Permit me to draw the attention of members to one particularly troubling example from a public safety perspective. Under this legislation, certain prohibited assault weapons would become non-restricted. Presently, for example, a semi-automatic firearm that is a variant of the AK-47 assault rifle is prohibited based on the regulations. However, if we were to adopt the proposed definition of a variant in Bill C-230, in other words, a firearm that has an unmodified frame or receiver of another firearm, a firearm virtually identical to the AK-47 could become non-restricted. This would occur because, according to the proposed definition, the slightest change of the design of the frame or receiver of the firearm would mean that it would no longer be considered a variant of a virtually identical gun.
As a result, we would likely see a dramatic increase in the circulation of firearms that are currently prohibited because they would become available to some two million licence holders. People would be able to import, own, transfer, and transport these firearms more freely. What is more, we would not be able to track these weapons because it is not mandatory to register unrestricted firearms.

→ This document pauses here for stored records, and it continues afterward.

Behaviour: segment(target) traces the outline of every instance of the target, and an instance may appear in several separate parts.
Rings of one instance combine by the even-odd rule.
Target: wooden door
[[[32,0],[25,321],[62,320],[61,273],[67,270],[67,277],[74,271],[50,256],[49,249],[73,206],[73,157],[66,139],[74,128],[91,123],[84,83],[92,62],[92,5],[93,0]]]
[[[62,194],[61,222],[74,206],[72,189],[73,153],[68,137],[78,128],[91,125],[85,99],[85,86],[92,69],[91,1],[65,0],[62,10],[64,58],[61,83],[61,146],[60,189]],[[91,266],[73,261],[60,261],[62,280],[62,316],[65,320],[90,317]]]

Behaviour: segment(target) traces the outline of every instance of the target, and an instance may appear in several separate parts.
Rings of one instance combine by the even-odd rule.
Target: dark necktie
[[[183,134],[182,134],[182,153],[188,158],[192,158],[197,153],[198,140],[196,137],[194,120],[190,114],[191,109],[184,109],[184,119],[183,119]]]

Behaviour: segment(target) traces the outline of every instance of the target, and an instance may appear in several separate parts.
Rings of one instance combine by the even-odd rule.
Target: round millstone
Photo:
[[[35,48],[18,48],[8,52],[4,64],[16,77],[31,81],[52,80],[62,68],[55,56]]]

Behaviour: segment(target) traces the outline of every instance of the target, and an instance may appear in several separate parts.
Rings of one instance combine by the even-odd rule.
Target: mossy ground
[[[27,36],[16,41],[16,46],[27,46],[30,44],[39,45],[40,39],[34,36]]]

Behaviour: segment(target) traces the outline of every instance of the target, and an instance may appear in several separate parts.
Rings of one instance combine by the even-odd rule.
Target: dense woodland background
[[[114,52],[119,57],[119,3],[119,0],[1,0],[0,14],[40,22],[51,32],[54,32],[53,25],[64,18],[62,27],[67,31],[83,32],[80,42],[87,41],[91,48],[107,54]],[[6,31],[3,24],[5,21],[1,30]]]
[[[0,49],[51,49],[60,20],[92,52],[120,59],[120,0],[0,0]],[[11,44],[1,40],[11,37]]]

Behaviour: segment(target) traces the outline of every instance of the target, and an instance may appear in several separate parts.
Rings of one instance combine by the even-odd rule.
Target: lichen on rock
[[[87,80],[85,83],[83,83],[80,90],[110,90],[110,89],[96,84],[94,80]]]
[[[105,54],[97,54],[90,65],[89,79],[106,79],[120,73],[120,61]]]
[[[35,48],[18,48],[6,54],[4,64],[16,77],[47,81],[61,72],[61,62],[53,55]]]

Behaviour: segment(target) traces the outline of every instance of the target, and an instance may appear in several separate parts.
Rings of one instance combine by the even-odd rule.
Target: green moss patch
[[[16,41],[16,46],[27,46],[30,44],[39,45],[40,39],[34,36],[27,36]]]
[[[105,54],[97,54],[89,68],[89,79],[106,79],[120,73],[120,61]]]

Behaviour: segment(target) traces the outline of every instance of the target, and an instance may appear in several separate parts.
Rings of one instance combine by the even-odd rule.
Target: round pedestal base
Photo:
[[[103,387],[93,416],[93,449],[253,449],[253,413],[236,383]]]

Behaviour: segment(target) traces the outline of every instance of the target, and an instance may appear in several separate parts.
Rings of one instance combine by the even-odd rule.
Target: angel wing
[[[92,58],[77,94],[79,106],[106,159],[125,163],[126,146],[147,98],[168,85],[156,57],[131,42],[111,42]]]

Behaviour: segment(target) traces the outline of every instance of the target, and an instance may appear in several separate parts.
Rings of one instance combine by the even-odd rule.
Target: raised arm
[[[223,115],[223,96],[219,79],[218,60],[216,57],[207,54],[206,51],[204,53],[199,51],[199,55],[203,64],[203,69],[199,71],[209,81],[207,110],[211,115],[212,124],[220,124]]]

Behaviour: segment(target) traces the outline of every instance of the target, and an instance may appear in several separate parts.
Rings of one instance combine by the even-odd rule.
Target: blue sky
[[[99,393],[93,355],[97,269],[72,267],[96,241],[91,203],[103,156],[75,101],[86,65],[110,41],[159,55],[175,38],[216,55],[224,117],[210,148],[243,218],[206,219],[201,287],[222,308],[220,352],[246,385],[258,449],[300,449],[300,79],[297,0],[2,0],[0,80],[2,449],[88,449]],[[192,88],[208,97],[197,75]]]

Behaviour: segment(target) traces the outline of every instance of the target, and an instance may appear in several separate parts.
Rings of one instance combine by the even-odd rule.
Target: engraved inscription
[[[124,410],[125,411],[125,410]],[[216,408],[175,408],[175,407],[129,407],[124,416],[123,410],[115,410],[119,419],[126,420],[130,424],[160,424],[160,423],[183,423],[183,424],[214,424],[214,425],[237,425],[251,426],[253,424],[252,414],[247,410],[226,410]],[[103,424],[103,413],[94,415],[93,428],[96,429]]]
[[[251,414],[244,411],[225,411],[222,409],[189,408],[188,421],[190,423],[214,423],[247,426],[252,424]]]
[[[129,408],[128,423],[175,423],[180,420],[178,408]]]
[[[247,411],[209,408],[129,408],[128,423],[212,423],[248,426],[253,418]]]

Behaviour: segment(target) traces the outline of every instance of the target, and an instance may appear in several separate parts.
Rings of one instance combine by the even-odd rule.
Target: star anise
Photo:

I hope that members on all sides of the House will agree that this raises serious public safety concerns and provides a lot of food for thought. This bill also flies in the face of our government's promise to get dangerous assault rifles off the streets.
I can guarantee members on all sides of the House that the Minister of Justice and the Minister of Public Safety and Emergency Preparedness are working diligently to keep this important election promise.
As I said from the start, we will maintain a balanced and effective firearms policy that makes public safety a priority while ensuring that law-abiding gun owners are treated with fairness and respect.
Our government will continue to work with all Canadians, including gun owners, to meet our common goal of reducing gun violence in Canada.